4. Il ressort de la décision contestée que, pour ajourner à deux ans la demande de naturalisation présentée par M. B, le ministre de l'intérieur s'est fondé sur le motif tiré de ce qu'il a été l'auteur de conduite d'un véhicule sans permis de conduire le 22 septembre 2016 et sans assurance le 17 juillet 2017, faits pour lesquels il a été condamné par le tribunal de grande instance de Marseille au paiement de deux amendes d'un montant respectivement de 700 euros le 14 décembre 2017 et de 500 euros le 2 octobre 2017.

5. Il ressort des pièces du dossier que les faits reprochés à M. B présentent un caractère grave et n'étaient pas exagérément anciens à la date à laquelle la décision attaquée a été prise.
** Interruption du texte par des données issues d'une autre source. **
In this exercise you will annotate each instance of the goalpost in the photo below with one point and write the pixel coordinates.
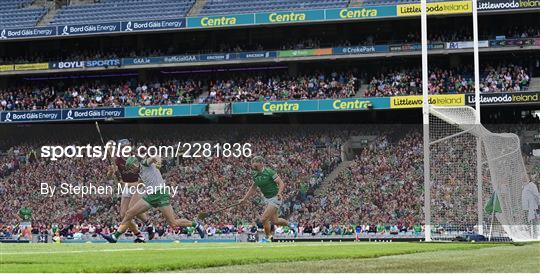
(473, 178)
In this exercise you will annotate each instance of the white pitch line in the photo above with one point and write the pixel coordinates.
(172, 248)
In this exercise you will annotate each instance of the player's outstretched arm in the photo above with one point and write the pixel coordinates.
(251, 192)
(281, 187)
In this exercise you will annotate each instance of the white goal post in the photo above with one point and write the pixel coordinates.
(458, 202)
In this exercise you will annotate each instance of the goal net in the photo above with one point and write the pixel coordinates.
(476, 180)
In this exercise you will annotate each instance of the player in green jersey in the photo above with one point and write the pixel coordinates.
(272, 187)
(25, 223)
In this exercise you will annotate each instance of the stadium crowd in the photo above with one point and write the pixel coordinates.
(132, 93)
(501, 78)
(377, 192)
(115, 52)
(302, 159)
(259, 86)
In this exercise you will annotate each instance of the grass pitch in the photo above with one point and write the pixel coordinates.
(274, 257)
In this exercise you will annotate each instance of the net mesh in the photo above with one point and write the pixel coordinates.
(464, 201)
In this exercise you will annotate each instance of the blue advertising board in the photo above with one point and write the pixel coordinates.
(153, 25)
(30, 116)
(19, 33)
(346, 104)
(165, 111)
(142, 61)
(92, 114)
(102, 63)
(67, 30)
(360, 50)
(257, 55)
(181, 58)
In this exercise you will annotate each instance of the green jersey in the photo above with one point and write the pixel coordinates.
(25, 214)
(265, 181)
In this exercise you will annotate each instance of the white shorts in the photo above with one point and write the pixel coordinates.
(274, 201)
(126, 193)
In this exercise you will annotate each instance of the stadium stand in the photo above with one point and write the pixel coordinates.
(15, 13)
(258, 87)
(380, 192)
(122, 10)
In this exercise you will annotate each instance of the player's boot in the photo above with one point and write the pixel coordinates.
(294, 228)
(267, 239)
(200, 229)
(139, 240)
(110, 238)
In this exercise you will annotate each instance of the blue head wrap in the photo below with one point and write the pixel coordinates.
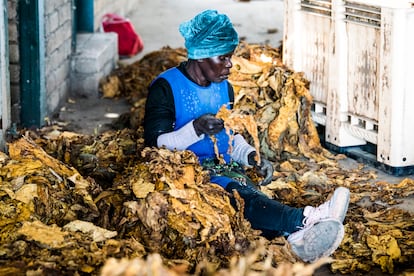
(209, 34)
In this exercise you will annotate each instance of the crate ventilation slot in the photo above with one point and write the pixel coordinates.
(363, 14)
(322, 7)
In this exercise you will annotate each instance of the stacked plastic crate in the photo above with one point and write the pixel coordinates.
(358, 57)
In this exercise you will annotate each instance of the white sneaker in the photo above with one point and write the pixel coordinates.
(335, 208)
(317, 240)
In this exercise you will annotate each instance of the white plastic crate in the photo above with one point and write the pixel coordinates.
(358, 57)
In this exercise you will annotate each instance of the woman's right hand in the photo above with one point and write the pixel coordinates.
(208, 124)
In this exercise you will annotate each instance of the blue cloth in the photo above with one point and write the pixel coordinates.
(209, 34)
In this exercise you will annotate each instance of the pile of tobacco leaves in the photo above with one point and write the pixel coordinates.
(73, 204)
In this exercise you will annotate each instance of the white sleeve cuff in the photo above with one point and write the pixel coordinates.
(180, 139)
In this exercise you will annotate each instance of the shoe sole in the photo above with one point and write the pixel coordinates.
(321, 240)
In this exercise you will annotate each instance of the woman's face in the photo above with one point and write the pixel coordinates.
(216, 69)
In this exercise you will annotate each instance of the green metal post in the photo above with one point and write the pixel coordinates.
(32, 62)
(4, 74)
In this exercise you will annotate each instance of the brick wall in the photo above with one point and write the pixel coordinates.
(58, 47)
(58, 44)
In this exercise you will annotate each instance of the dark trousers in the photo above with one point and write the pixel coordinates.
(268, 215)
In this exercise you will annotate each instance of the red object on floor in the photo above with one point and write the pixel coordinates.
(129, 42)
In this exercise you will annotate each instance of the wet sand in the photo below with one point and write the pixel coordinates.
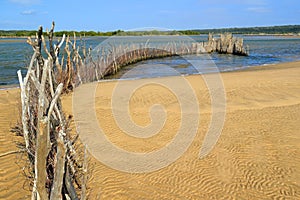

Dans ces conditions, le ministre de l'intérieur, compte tenu du large pouvoir d'appréciation dont il dispose pour apprécier l'opportunité d'accorder la nationalité française à l'étranger qui la sollicite, n'a pas commis d'erreur de droit, ni d'erreur de fait ou d'erreur manifeste d'appréciation en confirmant l'ajournement à deux ans de la demande de naturalisation de l'intéressé.

6. En troisième lieu, les circonstances selon lesquelles M. B remplirait toutes les autres conditions nécessaires à l'octroi de la nationalité française et a obtenu le 14 août 2018 le permis de conduire sont sans incidence sur la légalité de la décision attaquée, compte tenu du motif qui la fonde.

7. Il résulte tout de ce qui précède que la requête de M. B doit être rejetée en toutes ses conclusions.

D E C I D E :

Article 1er : La requête de M. B est rejetée.

Article 2 : Le présent jugement sera notifié à M. E B, à Me Carmier et au ministre d'Etat, ministre de l'intérieur.

Délibéré après l'audience du 5 mai 2025, à laquelle siégeaient :

Mme Allio-Rousseau, présidente,

M. Jégard, premier conseiller,

Mme Frelaut, première conseillère.

Rendu public par mise à disposition au greffe le 2 juin 2025.

La présidente,

M-P. ALLIO-ROUSSEAU

L'assesseur le plus ancien

dans l'ordre du tableau

X. JÉGARD

La greffière,

E. HAUBOIS

La République mande et ordonne au ministre d'Etat, ministre de l'intérieur en ce qui le concerne ou à tous commissaires de justice à ce que requis en ce qui concerne les voies de droit commun contre les parties privées, de pourvoir à l'exécution de la présente décision.